Not that I’m an expert at these things but I definitely learnt a few things during this race and got great advice from Robbie Britton. Here’s some summary thoughts, a mixture of my own experience and advice given:
- De-hydration will shut you down. Drink, drink and drink some more. I added electrolytes to my pack at every lap when I filled up.
- Lack of nutrition will shut you down. Eat, eat and eat some more. Right from the start. I really followed points one and two even when I didn’t feel like it, and have to say I felt as energised as could be expected.
- Stay positive. People had talked to me about “dark times” on these long ultra runs but I decided I was having none of that. I tried to stay happy, be positive, talk to people, have a laugh at the aid stations (which were great)and just keeping moving and enjoy each lap. Its what we’ve been working towards and looking forward to for so long, so why not enjoy it!?
- Get everything right during training.

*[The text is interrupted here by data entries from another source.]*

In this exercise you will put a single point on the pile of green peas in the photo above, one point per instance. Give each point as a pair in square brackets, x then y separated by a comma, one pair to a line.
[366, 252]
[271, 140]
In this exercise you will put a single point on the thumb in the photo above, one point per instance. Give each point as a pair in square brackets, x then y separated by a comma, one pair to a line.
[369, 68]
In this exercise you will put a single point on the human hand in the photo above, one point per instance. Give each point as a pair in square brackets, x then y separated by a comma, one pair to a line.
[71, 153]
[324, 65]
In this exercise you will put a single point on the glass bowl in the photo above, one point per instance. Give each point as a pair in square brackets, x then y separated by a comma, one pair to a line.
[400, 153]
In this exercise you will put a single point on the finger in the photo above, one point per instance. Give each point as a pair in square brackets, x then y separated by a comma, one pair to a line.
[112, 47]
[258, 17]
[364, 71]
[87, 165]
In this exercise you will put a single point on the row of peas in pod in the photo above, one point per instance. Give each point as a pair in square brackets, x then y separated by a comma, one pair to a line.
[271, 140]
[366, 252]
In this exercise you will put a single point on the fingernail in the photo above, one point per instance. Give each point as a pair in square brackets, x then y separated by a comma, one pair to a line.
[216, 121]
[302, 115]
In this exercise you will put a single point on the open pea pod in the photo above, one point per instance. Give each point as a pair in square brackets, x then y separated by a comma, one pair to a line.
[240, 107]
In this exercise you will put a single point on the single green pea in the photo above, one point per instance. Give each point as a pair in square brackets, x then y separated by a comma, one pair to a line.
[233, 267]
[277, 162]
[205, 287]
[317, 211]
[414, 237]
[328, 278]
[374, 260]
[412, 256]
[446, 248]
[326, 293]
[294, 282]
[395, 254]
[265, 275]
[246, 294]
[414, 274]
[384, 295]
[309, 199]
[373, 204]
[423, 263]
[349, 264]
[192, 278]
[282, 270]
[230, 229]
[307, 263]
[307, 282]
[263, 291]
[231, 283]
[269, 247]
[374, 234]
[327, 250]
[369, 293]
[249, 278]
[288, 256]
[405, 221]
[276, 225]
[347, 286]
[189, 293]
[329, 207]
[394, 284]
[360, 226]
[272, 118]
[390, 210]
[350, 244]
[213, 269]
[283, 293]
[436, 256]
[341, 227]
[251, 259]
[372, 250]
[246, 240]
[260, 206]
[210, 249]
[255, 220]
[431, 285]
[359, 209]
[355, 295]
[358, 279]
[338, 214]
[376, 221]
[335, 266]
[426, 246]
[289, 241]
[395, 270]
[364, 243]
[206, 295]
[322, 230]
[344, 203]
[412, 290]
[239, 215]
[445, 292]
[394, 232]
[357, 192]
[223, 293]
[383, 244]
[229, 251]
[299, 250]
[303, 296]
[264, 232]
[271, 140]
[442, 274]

I had a definite plan on the type of foods that agree with me and had a load of it with me on this run. However, I caved in to a ham sandwich on white bread at one of the aid stations that sat uncomfortably somewhere in my digestive system for at least an hour. Know what you can eat. And eat it.
- A more personal one, but I discovered one of the best things about my running is my walking. I realised I can get a really good march on, even on the steep sections which probably helped me climb from 84th place on lap 1 to 43rd at the end.
- I’m going to go all Matrix on you, but you have to believe Neo!!! 🙂 🙂 🙂
Finally, a quick shout-out to all the people and gear that have helped me along this; Men’s Running Magazine, Rick Pearson, Isaac Williams, Robbie Britton, TrainAsONE, Centurion Running (the organisation, marshals, aid stations and route markings were brilliant), Michelle Edye for the solid running training and chat, Johnny Fuller (Sporting Therapy), Columbia Montrail, TomTom, Adidas Eyewear, Petzl head torches and High5 nutrition.
And to the other project trail guys, Nic Porter and Jon Gurney (and support and photographs from Chris) – fantastic effort all round and achievement for us all! And of course Vicky Stinton for putting up with my continuous training and talking about running!